Priority number two is making sure you’re partnered with an organization or a partner that’s going to be with you for the long haul and has the expertise. We have a bunch of third-party partners that make either new models available or that have experts that can help some of these companies that don’t have data scientists on staff.
Then just learn. Learn as much as you can as fast as you can, because this (generative AI) is changing almost hourly.
Megan Crouse: Two concerns I often see people bring up with generative AI are copyright, specifically generative AI being trained on copyrighted works, and hallucinations. How do you address those problems?
Ben Schreiner: I think everyone needs to go in with eyes wide open, right? The machine is only as good as the data. You have to understand what data is in there. And AWS is trying very hard in our own models.
We make sure that we know where that data is and that we’re not creating a liability or a potential risk for those customers. We have our own Titan models. Then you have all of the open source models that are coming out, and we intend to have the best models available. We don’t believe it will be a one-size fits all, or that one model will rule them all.
But I do think executives need to understand the source of the model’s data itself.
Regulations are going to trail (behind businesses). You’re seeing lawsuits now being filed trying to protect some of that (copyrighted) information.
Megan Crouse: In what ways do business leaders in small and medium businesses need to invest in people before they invest in AI? And what questions should they be asking themselves about how adopting generative AI might change the way they invest not only in tech but also in supporting their own people?
Ben Schreiner: I think all small and medium businesses should be people-first. (People are) your biggest assets, and the tools and technology really are only going to ever be as good as the people who leverage them. In regards to investing in your people and investing in their training, earlier this month, we (AWS) released seven new AI-oriented training classes. We intend to help people learn as fast as possible and make it as easy as possible for folks to leverage this technology.

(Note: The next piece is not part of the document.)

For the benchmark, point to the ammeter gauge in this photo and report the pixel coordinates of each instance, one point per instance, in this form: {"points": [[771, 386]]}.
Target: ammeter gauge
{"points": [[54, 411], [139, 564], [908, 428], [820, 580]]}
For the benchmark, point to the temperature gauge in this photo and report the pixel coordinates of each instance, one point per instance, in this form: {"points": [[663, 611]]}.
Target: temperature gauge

SEE: Hiring kit: Prompt engineer (TechRepublic Premium)
Not every business is going to be able to afford or attract a data scientist. How do we make it so you can still benefit from some of these technologies and not be kept out of the market, kept out of this revolution, because you can’t get a data scientist on staff?

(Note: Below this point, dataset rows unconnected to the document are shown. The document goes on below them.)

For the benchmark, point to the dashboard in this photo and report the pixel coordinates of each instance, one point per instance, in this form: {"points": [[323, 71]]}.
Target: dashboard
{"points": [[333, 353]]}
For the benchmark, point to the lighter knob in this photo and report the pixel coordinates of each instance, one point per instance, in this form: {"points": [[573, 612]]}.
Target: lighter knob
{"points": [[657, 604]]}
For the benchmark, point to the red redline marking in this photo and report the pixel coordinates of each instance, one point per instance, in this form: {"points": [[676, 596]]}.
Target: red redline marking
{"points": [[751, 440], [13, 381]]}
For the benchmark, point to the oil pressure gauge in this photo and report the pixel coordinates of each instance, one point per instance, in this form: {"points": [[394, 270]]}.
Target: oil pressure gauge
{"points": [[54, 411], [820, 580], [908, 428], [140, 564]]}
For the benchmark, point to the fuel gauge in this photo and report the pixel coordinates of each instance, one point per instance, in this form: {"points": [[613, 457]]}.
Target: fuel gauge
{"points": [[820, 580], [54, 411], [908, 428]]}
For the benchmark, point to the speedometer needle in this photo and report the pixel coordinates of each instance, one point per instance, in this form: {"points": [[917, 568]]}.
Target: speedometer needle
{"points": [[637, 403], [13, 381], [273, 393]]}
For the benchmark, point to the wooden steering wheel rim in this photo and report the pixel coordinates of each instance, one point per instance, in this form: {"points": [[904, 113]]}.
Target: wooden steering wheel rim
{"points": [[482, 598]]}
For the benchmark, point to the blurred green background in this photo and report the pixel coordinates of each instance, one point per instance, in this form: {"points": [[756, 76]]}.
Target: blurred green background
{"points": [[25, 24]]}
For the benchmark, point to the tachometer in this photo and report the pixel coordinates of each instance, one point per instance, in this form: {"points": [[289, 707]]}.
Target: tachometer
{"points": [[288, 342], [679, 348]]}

Megan Crouse: Is there anything else you would like to add?
Ben Schreiner: I want to highlight the concept of generative business intelligence. We are helping a lot of small and medium businesses aggregate their data. That’s kind of priority number one.
You aggregate your data, ideally in AWS, and layer on business intelligence on top of that. So think about reporting, but add the generative component to reporting and being able to use natural language to, for example, tell me the product I sold the most of that has the highest gross margin for the summer months and compare that year over year.
I’d like to be able to verbally ask that of the tool and have it spit out a chart for the data that I need. That is very, very compelling because now I don’t need a database administrator that’s doing SQL queries and creating advanced pie charts for me. I can have the tool, and can have the intelligence embedded inside of it, and be able to ask it things.
The next level of generative BI is to actually write the story of the data that it’s seeing. It comes up with paragraphs for a summary or an executive summary of the data. And I’m not spending time generating that — I just edit it to meet my needs. So I’m excited about that because all small and medium businesses have data, and most of them are not maximizing the value of that data.